2021 | Skripsi | S1 PERENCANAAN WILAYAH DAN KOTAKampung Kolombo merupakan sebuah kawasan permukiman yang berada di Kawasan Perkotaan Yogyakarta tepatnya di RT 04 RW 58, Padukuhan Joho, Desa Condongcatur, Kecamatan Depok, Kabupaten Sleman. Kampung Kolombo memiliki fungsi ruang yang berdekatan dengan Pusat Kegiatan Lokal di Kabupaten Sleman sehingga berdampak terhadap kenyamanan, keramaian, dan keamanan kampung. Selain itu, perkembangan kampung yang tidak diimbangi dengan perencanaan ruang khususnya bagi kelompok usia rentan seperti anak-anak serta belum terpenuhinya standar kampung ramah anak, pada akhirnya menimbulkan permasalahan yakni Kampung Kolombo belum nyaman, ramah, dan layak bagi anak. Menanggapi kondisi tersebut, dibutuhkan suatu perencanaan spasial yang bertujuan untuk mewujudkan Kampung Kolombo yang ramah anak. Perencanaan ini menggunakan pendekatan digital participatory melalui platform berbasis web KoBoToolbox yang melibatkan anak. Tujuannya adalah agar anak dapat menyampaikan persepsi dan aspirasinya terhadap lingkungan di sekitar tempat tinggalnya, tanpa membahayakan diri dari ancaman penyebaran virus Covid-19 yang sedang marak di Indonesia ketika penulisan ini berlangsung. Berawal dari elaborasi tinjauan pustaka untuk menemukan kondisi ideal yang diinginkan; dilanjutkan dengan proses analisis, pengembangan desain, dan pemilihan alternatif rencana yang melibatkan anak; serta diakhiri dengan masterplan dan detail rencana Kampung Kolombo sebagai Kampung Ramah Anak yang dirumuskan berlandaskan persepsi dan keinginan anak.

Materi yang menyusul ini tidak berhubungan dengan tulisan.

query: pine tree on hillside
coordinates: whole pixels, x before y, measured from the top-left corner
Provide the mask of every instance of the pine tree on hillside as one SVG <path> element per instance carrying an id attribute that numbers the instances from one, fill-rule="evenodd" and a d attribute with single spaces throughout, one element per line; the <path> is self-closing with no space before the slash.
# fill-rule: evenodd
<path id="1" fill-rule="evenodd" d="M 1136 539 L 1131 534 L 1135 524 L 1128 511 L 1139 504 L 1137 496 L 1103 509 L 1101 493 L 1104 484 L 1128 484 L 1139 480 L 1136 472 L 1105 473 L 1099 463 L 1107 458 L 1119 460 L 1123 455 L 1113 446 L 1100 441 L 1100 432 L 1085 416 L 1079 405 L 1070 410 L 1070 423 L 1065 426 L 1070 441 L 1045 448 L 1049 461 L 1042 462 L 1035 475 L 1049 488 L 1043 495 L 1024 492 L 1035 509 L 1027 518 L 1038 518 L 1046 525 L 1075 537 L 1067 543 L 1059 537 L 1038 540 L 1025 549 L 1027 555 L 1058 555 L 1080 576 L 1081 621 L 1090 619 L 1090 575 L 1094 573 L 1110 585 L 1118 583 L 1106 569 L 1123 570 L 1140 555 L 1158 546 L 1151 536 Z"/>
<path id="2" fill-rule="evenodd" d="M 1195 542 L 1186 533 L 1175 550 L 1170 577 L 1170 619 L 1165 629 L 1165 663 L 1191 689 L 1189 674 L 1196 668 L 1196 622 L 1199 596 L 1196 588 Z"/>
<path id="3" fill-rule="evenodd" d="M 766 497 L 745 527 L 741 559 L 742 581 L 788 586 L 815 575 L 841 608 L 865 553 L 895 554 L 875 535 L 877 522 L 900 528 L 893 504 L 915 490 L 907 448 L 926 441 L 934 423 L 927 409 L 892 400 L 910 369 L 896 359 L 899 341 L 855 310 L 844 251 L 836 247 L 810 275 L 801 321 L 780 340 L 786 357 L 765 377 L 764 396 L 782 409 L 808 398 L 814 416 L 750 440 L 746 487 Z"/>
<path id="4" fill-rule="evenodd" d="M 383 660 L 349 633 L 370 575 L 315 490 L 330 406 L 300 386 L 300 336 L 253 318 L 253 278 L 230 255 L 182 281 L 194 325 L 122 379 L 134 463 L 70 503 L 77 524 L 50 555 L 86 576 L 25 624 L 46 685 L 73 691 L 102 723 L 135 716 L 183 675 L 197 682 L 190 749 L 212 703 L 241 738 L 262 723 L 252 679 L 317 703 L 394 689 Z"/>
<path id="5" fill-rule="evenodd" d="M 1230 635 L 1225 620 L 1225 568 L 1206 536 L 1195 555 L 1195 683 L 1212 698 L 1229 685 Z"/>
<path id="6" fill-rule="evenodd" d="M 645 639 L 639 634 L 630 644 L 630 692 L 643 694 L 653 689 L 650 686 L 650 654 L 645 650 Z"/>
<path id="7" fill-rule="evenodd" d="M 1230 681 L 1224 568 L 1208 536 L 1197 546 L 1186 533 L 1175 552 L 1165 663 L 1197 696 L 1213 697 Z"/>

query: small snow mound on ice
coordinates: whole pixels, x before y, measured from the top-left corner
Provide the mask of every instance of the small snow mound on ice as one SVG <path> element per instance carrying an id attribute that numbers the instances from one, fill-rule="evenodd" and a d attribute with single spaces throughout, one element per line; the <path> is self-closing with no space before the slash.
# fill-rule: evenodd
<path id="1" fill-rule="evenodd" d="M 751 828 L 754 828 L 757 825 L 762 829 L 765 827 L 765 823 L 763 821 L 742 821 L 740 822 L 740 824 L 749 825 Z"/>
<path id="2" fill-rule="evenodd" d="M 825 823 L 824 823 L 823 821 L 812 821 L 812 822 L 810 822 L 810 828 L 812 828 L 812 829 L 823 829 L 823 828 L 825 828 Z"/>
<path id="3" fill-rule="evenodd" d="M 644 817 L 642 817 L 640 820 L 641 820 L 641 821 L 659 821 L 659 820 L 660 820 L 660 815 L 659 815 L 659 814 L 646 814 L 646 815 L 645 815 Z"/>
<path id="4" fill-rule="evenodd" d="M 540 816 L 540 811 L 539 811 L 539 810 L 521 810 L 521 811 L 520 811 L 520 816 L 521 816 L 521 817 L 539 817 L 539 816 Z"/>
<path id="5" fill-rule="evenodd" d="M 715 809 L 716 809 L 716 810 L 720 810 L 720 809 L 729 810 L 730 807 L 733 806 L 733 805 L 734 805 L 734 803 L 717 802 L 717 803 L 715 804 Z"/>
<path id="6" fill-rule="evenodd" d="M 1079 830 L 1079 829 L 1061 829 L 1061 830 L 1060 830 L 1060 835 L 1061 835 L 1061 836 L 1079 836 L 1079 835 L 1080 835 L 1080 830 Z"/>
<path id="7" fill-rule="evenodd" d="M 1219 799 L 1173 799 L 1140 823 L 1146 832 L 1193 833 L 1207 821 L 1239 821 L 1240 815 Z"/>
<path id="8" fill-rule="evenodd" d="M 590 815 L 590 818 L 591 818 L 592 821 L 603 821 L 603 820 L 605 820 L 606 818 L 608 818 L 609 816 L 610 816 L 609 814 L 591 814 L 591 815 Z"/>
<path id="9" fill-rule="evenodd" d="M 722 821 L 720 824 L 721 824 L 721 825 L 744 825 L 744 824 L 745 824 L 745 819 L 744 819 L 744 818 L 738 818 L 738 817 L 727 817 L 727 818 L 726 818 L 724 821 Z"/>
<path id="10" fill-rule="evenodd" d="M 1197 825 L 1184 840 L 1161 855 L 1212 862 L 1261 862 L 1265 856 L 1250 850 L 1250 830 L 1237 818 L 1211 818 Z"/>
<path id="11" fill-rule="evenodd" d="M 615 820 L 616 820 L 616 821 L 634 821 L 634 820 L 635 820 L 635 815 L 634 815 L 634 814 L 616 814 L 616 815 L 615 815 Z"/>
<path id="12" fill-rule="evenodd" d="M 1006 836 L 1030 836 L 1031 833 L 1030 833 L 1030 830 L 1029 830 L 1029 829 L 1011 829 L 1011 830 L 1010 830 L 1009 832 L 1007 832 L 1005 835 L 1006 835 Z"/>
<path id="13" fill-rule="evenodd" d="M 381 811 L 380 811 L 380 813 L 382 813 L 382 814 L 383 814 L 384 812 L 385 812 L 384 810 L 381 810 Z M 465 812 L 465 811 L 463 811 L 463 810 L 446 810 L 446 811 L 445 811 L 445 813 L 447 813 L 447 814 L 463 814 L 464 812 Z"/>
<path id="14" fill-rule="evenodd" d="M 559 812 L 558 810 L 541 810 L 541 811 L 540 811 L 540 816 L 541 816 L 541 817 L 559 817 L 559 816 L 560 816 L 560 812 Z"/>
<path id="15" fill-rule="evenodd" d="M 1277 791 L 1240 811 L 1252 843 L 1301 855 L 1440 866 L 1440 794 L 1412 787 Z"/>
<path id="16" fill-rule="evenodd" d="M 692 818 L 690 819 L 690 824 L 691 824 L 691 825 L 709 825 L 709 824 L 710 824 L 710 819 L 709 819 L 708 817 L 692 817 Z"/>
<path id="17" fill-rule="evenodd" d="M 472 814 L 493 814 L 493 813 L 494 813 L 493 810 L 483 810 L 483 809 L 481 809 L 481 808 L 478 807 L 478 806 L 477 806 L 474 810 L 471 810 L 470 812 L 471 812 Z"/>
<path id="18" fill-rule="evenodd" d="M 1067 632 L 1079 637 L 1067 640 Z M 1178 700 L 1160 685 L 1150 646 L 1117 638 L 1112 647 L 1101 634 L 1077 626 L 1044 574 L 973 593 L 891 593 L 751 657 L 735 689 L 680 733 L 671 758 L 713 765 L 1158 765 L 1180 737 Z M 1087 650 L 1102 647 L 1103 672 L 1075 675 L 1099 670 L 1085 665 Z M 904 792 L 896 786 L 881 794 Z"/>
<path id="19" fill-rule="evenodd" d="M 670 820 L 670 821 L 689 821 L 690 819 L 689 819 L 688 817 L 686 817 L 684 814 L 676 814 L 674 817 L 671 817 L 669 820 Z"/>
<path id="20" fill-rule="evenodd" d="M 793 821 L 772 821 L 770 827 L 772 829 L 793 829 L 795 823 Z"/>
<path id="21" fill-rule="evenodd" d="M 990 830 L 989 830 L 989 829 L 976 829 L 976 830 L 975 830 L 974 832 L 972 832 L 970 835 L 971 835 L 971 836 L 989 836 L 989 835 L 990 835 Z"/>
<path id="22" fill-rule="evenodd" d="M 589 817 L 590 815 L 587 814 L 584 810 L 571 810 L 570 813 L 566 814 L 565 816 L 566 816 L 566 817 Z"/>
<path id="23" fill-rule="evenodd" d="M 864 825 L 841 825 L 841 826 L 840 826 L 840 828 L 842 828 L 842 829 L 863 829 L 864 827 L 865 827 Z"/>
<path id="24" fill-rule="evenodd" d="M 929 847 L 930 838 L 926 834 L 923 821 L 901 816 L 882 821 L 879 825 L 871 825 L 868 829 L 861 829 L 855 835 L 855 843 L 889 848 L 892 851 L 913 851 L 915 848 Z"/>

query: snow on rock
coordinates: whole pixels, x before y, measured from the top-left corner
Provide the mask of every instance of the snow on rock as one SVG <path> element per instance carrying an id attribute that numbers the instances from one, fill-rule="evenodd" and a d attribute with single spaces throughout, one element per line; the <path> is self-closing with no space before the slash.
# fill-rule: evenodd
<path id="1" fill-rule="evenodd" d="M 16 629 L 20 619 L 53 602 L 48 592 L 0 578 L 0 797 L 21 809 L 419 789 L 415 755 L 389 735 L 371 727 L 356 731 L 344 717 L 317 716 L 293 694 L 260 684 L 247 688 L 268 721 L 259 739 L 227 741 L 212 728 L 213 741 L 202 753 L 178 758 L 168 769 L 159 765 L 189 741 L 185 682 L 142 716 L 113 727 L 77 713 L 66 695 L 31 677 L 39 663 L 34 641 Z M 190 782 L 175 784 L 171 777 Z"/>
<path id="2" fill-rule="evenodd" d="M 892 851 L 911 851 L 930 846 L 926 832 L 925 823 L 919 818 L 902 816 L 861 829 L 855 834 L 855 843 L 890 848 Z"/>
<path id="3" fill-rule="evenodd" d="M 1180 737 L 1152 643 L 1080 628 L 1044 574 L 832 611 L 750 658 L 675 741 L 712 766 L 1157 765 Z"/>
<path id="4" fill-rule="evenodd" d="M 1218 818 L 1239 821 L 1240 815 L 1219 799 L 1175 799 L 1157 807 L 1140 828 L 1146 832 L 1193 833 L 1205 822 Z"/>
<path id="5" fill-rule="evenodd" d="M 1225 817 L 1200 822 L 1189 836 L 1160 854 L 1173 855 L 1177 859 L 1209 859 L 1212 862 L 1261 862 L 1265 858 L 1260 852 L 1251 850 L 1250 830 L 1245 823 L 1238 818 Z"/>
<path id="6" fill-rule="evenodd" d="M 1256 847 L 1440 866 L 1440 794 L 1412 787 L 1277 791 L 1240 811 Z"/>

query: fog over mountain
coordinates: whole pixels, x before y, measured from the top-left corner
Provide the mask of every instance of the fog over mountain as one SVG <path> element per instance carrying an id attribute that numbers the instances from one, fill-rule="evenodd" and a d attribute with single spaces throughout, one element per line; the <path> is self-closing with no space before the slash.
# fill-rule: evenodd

Kampong Kolombo is a residential area located in the Yogyakarta Urban Area, precisely at RT 04 RW 58, Padukuhan Joho, Condongcatur Village, Depok District, Sleman Regency. Kampong Kolombo has a function of space adjacent to the Local Activity Center in Sleman Regency that influences the kampong's comfort, crowd, and security. In addition, the unbalanced kampong's development corresponding to the spatial planning especially for vulnerable age groups such as children, and the kampong's state that not met the standards of a child-friendly kampong, ultimately causes problems such as uncomfortable, unfriendly, and unsuitable for children. Responding to these conditions, a spatial plan is needed that aims to create Kampong Kolombo as a Child-Friendly Kampong. This planning uses a digital participatory approach through a web-based platform named KoBoToolbox that involves children. The aim is for children to be able to convey their perceptions and aspirations towards the environment in which they live, without endangering themselves from the spreading threat of the Covid-19 virus that is currently rife in Indonesia. Starting from the elaboration of the literature review to find the desired ideal conditions; followed by the analysis process and development of design alternatives, are all involving children; then wrapped with the master plan and detailed plans for Kampung Kolombo as a child-friendly Kampong based on children's perception and desire.
Kata Kunci : Anak, Kampung, Partisipasi Anak, Partisipasi Digital Anak, Partisipatif Digital, Kampung Ramah Anak.